Once there I started asking what I might be able to use to keep him still. They had told me on the phone that they would need him to be still. In fact they asked if we could schedule it at his naptime. Ha. He so doesn't nap. The tech that was doing the test clearly fell into the category of people that just don't get it. Everything I asked about using she would say "Sure, while we're putting on the leads, but then you need to put it away." Yea right. Like I could let him see we have the video player and then take it away. I kept asking questions and she says, "Well we really would like him to get comfortable and go to sleep." Hello? Does he look tired to you? He was dancing on his toes at that moment. I finally said," Look, he's 3 and he has a form of autism. If you want him to stay in that chair I need something to occupy him." She conceded to allow us a book. Yippee. 1 book.
We settled in the chair and started the process of putting leads on his head. She had to clean each spot with this stuff that looked like salt-scrub. He was not tolerating that well at all so she decided to just put the leads on with out cleaning all the spots. This seemed a good idea on the surface. Unfortunately, when she got them all on and went to callibrate the machine and make sure everything was getting a good connection she wound up having to take off about half the leads (as in pulling the tape out of his dry hair and take off the lead), scrub the spots with the cleaner stuff and re-do them. Man was THAT fun. Perhaps we could have just done it it right the first time. Oh well, I can only hope that her next victim, I mean patient gets the benefit of that lesson.
We finally get things settled and she start watching things. I'm trying to keep him calm so I'm rocking him in the chair. The tech calls in," I'm going to need you to stop rocking." ?!?! Why do you put a mother in a rocking chair and tell her to keep her child still and then say no rocking? Grrr... It just got better from there. She kept calling Tripp "Foster." "Foster, be still." "Foster, I need you to be quiet." I finally looked at her and said "His name is Tripp." (like she hadn't heard me use his name 600 times since we walked in) She looked very confused and pulled his little chart.
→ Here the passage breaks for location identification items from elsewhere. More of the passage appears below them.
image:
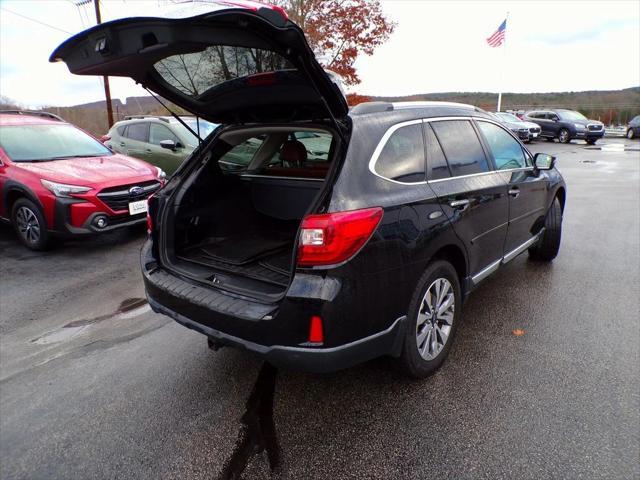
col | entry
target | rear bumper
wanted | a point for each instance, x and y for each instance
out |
(271, 331)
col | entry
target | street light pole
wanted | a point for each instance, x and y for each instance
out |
(107, 90)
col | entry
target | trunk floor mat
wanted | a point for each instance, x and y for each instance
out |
(280, 263)
(253, 270)
(245, 249)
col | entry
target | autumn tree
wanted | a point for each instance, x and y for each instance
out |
(340, 30)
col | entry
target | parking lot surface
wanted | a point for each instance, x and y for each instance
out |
(95, 385)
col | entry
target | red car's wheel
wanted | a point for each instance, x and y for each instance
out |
(30, 224)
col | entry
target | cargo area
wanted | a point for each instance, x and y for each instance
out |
(237, 218)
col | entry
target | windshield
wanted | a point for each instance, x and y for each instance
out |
(33, 143)
(205, 129)
(508, 117)
(569, 115)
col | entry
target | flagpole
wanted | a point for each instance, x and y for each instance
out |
(504, 47)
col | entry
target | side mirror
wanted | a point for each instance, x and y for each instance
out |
(543, 161)
(169, 144)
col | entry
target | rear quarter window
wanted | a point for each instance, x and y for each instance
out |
(461, 147)
(402, 157)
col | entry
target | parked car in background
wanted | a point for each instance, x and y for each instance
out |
(566, 125)
(160, 140)
(516, 123)
(633, 127)
(56, 179)
(366, 249)
(517, 127)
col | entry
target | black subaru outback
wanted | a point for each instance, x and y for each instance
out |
(316, 237)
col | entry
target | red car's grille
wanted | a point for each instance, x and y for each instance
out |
(118, 198)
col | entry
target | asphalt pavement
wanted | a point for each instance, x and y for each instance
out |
(95, 385)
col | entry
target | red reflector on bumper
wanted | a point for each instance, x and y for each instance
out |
(316, 335)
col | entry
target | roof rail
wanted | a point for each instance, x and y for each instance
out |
(140, 117)
(376, 107)
(34, 113)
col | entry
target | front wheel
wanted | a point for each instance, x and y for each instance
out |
(549, 243)
(30, 224)
(434, 314)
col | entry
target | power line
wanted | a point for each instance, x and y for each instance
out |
(36, 21)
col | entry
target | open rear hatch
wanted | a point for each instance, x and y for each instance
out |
(240, 62)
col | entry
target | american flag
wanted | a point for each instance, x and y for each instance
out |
(497, 38)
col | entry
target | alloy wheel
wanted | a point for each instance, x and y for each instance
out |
(28, 224)
(435, 318)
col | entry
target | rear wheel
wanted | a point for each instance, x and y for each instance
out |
(549, 244)
(434, 314)
(30, 225)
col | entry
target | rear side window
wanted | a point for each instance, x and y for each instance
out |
(137, 131)
(461, 146)
(240, 156)
(436, 162)
(402, 157)
(507, 152)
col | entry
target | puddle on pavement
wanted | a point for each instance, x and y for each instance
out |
(257, 431)
(59, 335)
(129, 308)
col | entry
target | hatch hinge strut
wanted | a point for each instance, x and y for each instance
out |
(184, 124)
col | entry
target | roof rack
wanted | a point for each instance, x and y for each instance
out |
(140, 117)
(32, 112)
(376, 107)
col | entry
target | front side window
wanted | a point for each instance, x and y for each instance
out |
(157, 133)
(402, 157)
(38, 143)
(137, 131)
(507, 152)
(461, 146)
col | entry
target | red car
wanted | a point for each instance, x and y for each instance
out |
(57, 180)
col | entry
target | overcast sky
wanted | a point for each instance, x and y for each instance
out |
(437, 46)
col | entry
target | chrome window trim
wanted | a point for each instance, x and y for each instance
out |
(280, 177)
(393, 128)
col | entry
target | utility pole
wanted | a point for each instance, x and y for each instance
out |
(107, 90)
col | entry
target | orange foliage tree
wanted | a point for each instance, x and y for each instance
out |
(340, 30)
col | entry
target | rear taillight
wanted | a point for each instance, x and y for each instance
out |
(333, 238)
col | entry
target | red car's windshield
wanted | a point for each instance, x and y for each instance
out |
(40, 143)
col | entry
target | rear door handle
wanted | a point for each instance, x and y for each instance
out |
(459, 203)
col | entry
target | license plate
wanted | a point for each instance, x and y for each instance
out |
(138, 207)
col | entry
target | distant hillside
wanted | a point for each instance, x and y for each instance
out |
(611, 106)
(607, 105)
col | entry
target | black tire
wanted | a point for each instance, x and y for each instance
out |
(30, 225)
(412, 362)
(549, 244)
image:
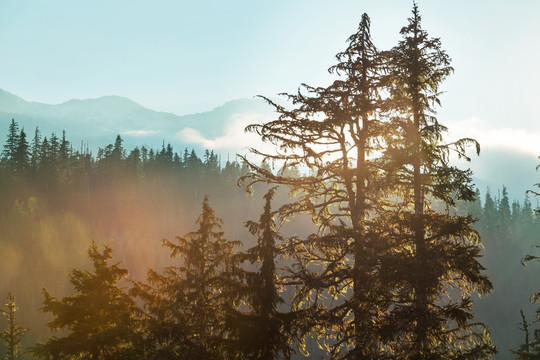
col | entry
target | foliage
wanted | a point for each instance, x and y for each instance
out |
(385, 257)
(14, 332)
(98, 320)
(185, 307)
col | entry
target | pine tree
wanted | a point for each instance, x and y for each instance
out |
(186, 304)
(21, 158)
(10, 147)
(336, 133)
(264, 332)
(98, 320)
(439, 250)
(35, 151)
(13, 334)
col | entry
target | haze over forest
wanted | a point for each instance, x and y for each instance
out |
(340, 220)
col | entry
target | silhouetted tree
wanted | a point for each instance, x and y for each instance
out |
(186, 304)
(439, 250)
(14, 332)
(97, 322)
(336, 133)
(263, 332)
(12, 142)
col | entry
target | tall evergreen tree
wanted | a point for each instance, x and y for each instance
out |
(263, 332)
(439, 251)
(14, 332)
(21, 158)
(12, 141)
(98, 321)
(186, 304)
(35, 150)
(336, 133)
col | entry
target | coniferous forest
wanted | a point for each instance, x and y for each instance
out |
(361, 236)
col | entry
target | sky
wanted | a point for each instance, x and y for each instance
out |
(187, 56)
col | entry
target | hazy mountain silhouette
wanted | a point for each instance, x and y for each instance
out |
(98, 121)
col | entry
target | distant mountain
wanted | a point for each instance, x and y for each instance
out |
(98, 121)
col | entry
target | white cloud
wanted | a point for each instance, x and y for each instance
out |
(140, 132)
(234, 137)
(502, 138)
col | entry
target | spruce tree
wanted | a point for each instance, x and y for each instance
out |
(10, 147)
(336, 133)
(186, 304)
(263, 332)
(439, 251)
(98, 321)
(14, 332)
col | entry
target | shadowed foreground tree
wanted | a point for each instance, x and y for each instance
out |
(383, 258)
(530, 349)
(97, 322)
(185, 306)
(438, 255)
(13, 333)
(264, 332)
(337, 133)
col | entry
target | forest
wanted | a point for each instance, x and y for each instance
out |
(362, 236)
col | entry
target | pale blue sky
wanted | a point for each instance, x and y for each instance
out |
(191, 56)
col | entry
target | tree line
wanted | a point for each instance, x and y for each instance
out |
(389, 266)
Finally she figured out that Foster is our last name. Seriously, she really seemed to believe that I should be able to just sit ther with him in my lap and keep him silent and still with nothing to entertain him. Clearly, she didn't get it. He would start stimming and she would look at me with this "make him stop" look on her face. I just sat there thinking - "Woman, if I could make him stop I wouldn't be here!" I smiled and whispered to him and we somehow made it through.
The removal of the leads wasn't as bad since she got this enormous washrag wet and laid it on his head. I finally just took it from her and finished it myself. To her credit, she couldn't possibly know how to touch Tripp without upsetting him. She seemed grateful that I took that part over.
Needless to say, we were both spent when we got done. We left the hospital a little over 3 hours after we got there. We picked up the girls, cnaceled speech for the day, and went home to retreat to our corners. Exhausting!
We have about a two week wait I think before we'll hear anything on the results. I don't even care today. I'm just glad it's done. I think it was the first time I encoutnered someone who just so clearly didn't understand. All those movements and noises he makes - that IS him being still and quiet. You want to see his brain at rest, this is as close as it gets. Man, I hope we don't have to do that again anytime soon!